Olivia began crying in earnest, but had to dry her tears quickly. It was her turn for the phone.
***
After leaving the Rodriguez home, Elaine took Luna back to her hotel room for their last night alone together. She changed the baby’s diaper and prepared a bottle. She stretched out on the bed, nestled Luna in the crook of her arm, and watched her. The baby’s lips moved vigorously at first, and she stared into Elaine’s eyes as she drank. When she was awake and wriggling, Luna felt small and light in Elaine’s arms. But as her eyes drooped, she seemed to gain weight, grow dense and heavy. Elaine rubbed her face gently against the top of Luna’s head. The baby’s dark hair tickled her cheek, and she took a mouthful of it. She tasted just a hint of salt.
Careful not to wake the baby, Elaine reached across the bed and picked up the telephone.
Arthur sounded pleased to hear from her and launched into a long description of a new cross-county trail he had found. Elaine listened to the hum of his voice, but, busy stroking Luna’s soft cheek, paid little attention to his words. It was only when she heard Olivia’s name that she focused on what he was saying.
“What? What happened?” Elaine asked anxiously.
“Nothing happened. She called, that’s all.”
“How did she sound?”
“She sounded fine.”
“Fine? I find that hard to believe. She hasn’t sounded fine in any of her previous calls. Why should she sound fine now?” Elaine’s voice was sharp and pitched higher than normal. She cleared her throat and lowered her voice. “Sorry. I didn’t mean to bite your head off.”
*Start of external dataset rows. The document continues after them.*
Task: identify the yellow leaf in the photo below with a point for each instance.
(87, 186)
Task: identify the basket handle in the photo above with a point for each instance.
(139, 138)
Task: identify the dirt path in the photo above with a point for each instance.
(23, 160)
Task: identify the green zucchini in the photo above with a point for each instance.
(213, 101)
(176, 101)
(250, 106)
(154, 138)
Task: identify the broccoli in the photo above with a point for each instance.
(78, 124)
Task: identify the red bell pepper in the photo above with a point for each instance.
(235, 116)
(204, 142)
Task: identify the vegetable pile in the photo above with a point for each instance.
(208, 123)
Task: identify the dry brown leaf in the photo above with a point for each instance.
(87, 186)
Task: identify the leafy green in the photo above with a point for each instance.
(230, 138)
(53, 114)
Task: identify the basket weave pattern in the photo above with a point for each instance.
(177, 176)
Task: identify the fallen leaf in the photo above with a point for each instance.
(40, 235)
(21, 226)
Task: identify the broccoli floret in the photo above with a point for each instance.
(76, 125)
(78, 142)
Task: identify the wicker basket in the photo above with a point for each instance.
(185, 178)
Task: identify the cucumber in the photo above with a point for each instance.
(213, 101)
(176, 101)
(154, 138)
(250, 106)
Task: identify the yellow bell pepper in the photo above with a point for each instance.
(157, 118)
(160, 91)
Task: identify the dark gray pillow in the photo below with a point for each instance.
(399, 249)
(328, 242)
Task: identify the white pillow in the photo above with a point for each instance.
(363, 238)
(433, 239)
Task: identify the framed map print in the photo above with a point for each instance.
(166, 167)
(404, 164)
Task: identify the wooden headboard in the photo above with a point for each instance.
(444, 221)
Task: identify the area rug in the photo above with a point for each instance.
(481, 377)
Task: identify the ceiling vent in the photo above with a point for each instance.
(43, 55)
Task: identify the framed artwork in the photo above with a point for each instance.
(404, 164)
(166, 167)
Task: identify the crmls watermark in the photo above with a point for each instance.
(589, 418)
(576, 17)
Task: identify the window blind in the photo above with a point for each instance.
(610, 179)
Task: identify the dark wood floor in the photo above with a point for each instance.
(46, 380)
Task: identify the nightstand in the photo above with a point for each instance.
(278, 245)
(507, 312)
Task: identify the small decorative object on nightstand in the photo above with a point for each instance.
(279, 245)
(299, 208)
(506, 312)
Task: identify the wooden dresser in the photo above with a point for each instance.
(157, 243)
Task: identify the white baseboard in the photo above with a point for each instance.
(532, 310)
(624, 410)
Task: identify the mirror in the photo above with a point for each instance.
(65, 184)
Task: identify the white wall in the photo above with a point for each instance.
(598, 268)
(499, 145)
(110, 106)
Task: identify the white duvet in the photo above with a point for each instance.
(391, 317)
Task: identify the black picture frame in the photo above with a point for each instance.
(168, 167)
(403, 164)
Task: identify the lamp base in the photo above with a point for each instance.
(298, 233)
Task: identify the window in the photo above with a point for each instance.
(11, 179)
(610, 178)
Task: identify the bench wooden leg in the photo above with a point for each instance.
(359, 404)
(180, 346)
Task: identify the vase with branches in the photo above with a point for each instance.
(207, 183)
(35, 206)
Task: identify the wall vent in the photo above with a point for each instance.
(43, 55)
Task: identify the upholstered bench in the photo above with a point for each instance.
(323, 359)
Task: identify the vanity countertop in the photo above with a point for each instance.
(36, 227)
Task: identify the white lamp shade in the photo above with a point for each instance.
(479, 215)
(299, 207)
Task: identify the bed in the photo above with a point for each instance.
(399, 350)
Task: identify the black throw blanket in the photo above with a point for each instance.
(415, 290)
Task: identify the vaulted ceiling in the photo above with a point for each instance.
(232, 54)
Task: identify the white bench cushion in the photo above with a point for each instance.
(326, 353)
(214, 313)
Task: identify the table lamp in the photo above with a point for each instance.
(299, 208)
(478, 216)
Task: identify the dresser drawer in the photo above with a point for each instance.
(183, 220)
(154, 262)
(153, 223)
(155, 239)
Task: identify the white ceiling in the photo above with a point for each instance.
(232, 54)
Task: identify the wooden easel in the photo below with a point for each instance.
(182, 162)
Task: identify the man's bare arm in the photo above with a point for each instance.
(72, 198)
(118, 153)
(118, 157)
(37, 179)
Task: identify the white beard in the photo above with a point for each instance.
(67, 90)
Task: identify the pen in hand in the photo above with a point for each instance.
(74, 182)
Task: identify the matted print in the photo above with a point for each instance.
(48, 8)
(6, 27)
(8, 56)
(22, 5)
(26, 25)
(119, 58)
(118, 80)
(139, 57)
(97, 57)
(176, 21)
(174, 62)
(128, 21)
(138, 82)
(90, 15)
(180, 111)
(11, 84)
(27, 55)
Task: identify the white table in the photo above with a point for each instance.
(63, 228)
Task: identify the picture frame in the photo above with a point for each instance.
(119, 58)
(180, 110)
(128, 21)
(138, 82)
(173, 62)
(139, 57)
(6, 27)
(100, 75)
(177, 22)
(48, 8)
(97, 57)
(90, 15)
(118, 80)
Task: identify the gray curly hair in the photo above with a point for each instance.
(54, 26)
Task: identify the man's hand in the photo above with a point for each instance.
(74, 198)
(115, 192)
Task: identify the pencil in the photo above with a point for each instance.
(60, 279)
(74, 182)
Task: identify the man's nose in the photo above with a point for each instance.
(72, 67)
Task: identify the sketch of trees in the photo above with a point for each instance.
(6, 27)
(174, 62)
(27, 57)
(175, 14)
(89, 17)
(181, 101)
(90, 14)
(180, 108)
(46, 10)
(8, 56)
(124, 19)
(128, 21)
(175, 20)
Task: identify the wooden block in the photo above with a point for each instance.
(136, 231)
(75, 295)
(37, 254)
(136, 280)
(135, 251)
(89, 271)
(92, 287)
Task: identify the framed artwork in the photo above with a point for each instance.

“Apology accepted. How are things going? Do Jorge’s parents seem like nice people?”
“Oh yes. Lovely. Very sweet. They don’t have much money, but it seems like a happy home.”
“Thank God. I was worried. What a huge relief.”
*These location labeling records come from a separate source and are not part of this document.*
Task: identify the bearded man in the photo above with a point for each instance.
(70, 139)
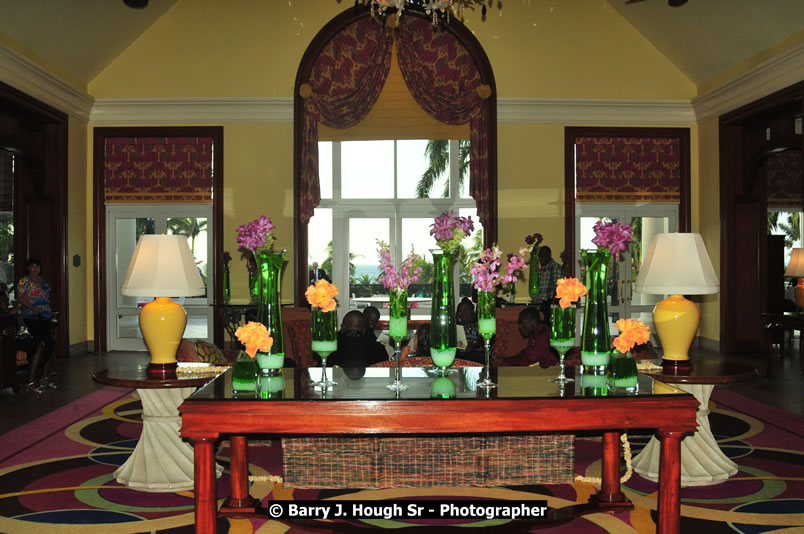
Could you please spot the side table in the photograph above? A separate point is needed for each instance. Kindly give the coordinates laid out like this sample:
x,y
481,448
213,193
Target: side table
x,y
702,461
161,461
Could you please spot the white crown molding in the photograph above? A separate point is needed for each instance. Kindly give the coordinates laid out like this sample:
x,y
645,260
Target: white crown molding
x,y
531,110
773,75
25,75
190,110
611,112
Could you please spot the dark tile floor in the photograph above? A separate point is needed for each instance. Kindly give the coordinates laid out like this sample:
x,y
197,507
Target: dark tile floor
x,y
74,380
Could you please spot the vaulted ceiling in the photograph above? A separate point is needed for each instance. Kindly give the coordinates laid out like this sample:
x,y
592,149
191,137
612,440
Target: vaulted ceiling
x,y
703,38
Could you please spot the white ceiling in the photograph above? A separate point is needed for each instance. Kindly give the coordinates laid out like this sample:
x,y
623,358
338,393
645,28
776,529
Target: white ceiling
x,y
704,38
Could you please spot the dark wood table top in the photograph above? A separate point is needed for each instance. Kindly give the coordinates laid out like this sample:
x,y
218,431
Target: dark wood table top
x,y
709,372
131,374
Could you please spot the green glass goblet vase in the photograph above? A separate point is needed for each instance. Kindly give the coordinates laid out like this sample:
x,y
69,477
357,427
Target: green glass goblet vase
x,y
562,337
486,327
325,341
398,330
443,328
623,375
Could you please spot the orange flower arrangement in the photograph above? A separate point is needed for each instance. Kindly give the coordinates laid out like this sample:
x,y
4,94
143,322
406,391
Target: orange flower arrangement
x,y
255,337
322,295
632,333
569,290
Elaine felt a sinking in the pit of her stomach. Nothing was going to make what she had to say any easier.
She knew that Arthur was, simply and absolutely, not interested in having Luna move into their home; he had barely taken an interest in his own children. He had moved across the country when they were very young, and had seemed more than satisfied with their twice yearly visits. Although he had scrupulously paid child support for as long as the courts had obliged him to, the last thing he would do was raise someone else’s child.
Elaine put her hand on Luna’s belly and felt it rise and fall with her breath. The baby pursed her lips and mewed softly in her sleep. She wrinkled her forehead at some troubling baby dream. Elaine smoothed it with a gentle finger. Then she gathered herself together and sat up in the bed.
“I’m bringing her home, Arthur.”
“What? What are you talking about? You just said everything is fine. They’re nice people. What could possibly be wrong?”
With the weight of Olivia’s daughter nestled in her arms, Elaine allowed herself, as she never had before, to confront the fact that she had failed as a mother. Somewhere along the line, very early on, she had decided that she would give Olivia only so much and no more. She had withheld herself, providing for her daughter, dressing her wounds, accomplishing the required routine tasks, as if mothering were itself a kind of mandatory minimum sentence, as if there were some minimum amount of love you were required to give your child, some minimum responsibility you were obliged to assume. Elaine had resented the vast extent of even that minimum and had tried to limit it in any way she could. Her life as a mother had been a series of calculations, of estimations: what was required of her, what she could get away with, what she might avoid. Motherhood was a language that Elaine did not speak and had never bothered to learn. She had viewed it as a series of tasks, of duties, that would pass as soon as her child reached adulthood. The ultimate standard of behavior for her was and had always remained the responsibilities incurred by and the freedoms granted to a woman who was nobody’s mother at all. She had never understood, until now, the fundamental truth: that the sentence of motherhood had no limit. There was no cap. There was no maximum amount of love you were compelled to extend, no point at which you would have served your full sentence.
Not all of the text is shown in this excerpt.